Projet de rapport du Giec : une divulgation qui embarrasse la communauté scientifique

par Vincent KRANEN
Publié le 23 juin 2021 à 18h35
Projet de rapport du Giec : une divulgation qui embarrasse la communauté scientifique
Source : YANN COATSALIOU / AFP

FUITE - Un projet de rapport du Groupe d’experts intergouvernemental sur l’évolution du climat (Giec) a été diffusé mercredi matin dans les médias, avant sa relecture et sa validation. De quoi gêner la communauté scientifique.

Aller plus vite que la musique. C'est peut-être ce qu'il est arrivé avec la diffusion, ce mercredi matin, par l'Agence France-Presse, d'un "projet de rapport" du Giec (Groupe d’experts intergouvernemental sur l’évolution du climat), l'organisme international chargé d’examiner et d'évaluer les données scientifiques les plus récentes pour la compréhension des changements climatiques.

Après la publication de la dépêche, de nombreux climatologues français du Giec ont répondu aux médias par le mutisme, gênés de devoir commenter un brouillon non validé. Ceux-ci rappelaient, par SMS, que le processus normal de validation du rapport était toujours en cours. François Gemenne, un des auteurs du futur rapport du Giec, a rappelé cet après-midi sur son profil LinkedIn qu'il "s'agit d'une version très préliminaire et partielle d'un volume du rapport, qui date de novembre 2020". 

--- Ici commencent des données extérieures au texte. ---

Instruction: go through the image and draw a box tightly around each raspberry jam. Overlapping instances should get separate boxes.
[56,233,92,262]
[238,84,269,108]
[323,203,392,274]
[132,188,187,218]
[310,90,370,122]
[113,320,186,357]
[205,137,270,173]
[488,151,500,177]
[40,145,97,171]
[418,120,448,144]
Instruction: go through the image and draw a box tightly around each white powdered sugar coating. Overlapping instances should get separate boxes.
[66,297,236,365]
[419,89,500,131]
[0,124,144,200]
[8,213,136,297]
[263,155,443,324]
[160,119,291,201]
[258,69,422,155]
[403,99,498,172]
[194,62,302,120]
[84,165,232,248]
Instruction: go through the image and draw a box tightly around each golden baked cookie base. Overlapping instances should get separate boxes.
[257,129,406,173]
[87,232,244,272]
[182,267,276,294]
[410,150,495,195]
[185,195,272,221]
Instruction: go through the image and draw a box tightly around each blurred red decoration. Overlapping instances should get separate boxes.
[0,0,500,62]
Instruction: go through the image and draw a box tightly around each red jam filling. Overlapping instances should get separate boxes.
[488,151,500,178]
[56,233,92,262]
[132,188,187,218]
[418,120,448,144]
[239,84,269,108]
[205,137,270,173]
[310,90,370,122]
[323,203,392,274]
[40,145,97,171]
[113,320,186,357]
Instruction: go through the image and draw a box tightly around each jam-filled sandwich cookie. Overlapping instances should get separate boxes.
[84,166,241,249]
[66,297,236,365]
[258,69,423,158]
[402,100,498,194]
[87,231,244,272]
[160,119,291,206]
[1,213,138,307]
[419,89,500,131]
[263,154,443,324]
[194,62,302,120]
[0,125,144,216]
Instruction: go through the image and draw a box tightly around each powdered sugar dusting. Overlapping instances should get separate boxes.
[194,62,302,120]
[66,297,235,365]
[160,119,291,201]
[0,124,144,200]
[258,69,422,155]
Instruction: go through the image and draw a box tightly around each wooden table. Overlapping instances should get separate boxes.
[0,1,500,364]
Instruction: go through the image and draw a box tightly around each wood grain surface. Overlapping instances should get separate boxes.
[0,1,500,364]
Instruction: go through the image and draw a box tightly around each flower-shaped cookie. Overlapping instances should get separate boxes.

"Contrairement à ce qu'on a pu lire, ce n'est pas cette version qui sera approuvée en février 2022. Cette version n'intègre pas les 40.000 commentaires reçus sur ce texte, et [...] des sections qui sont encore en cours d'écriture", souligne le spécialiste des migrations. "La légitimité et l'autorité des rapports du Giec vient de leur processus de relecture et de validation très sophistiqué. Si l'on divulgue des résultats avant l'issue de ce processus, on porte atteinte à la crédibilité des travaux du Giec dans leur ensemble."

Il n'est pas scientifique et rigoureux de commenter un résumé
Françoise Vimeux, climatologue

La climatologue Françoise Vimeux, directrice de recherche à l'Institut de recherche pour le développement (IRD) qui, elle, n'est pas membre du Giec, estime également "qu'il y a un problème" scientifique à partager et à commenter un brouillon d'un résumé technique du futur rapport.

"La version finale du résumé sera sans doute très différente du brouillon", fait-elle valoir. "Il y a un problème parce que la qualité des résumés et des rapports du Giec repose pour partie sur les processus de relecture et de corrections qui s'ensuivent. Il n'est donc pas scientifique et rigoureux de commenter un résumé ou un rapport non abouti, non validé et non publié."

Dans un communiqué de presse, publié ce mercredi, le Giec a lui-même rappelé qu'il était "engagé dans un processus d'évaluation ouvert, solide et transparent", faisant appel à des experts extérieurs pour la validation des rapports. Comme dans un processus classique de la science où toute publication doit être revue par les pairs. Une étape indispensable pour "garantir que le rapport est aussi précis, complet et objectif que possible", conclut l'organisme. 

La session du Giec visant à approuver le résumé du rapport, à l'intention des décideurs, est prévue du 14 au 18 février 2022. En attendant, les scientifiques et les gouvernements vont devoir achever le processus de relecture. Une façon d'éviter qu'à l'instar de la crise du Covid-19, les controverses scientifiques ne s'étalent sur la place publique.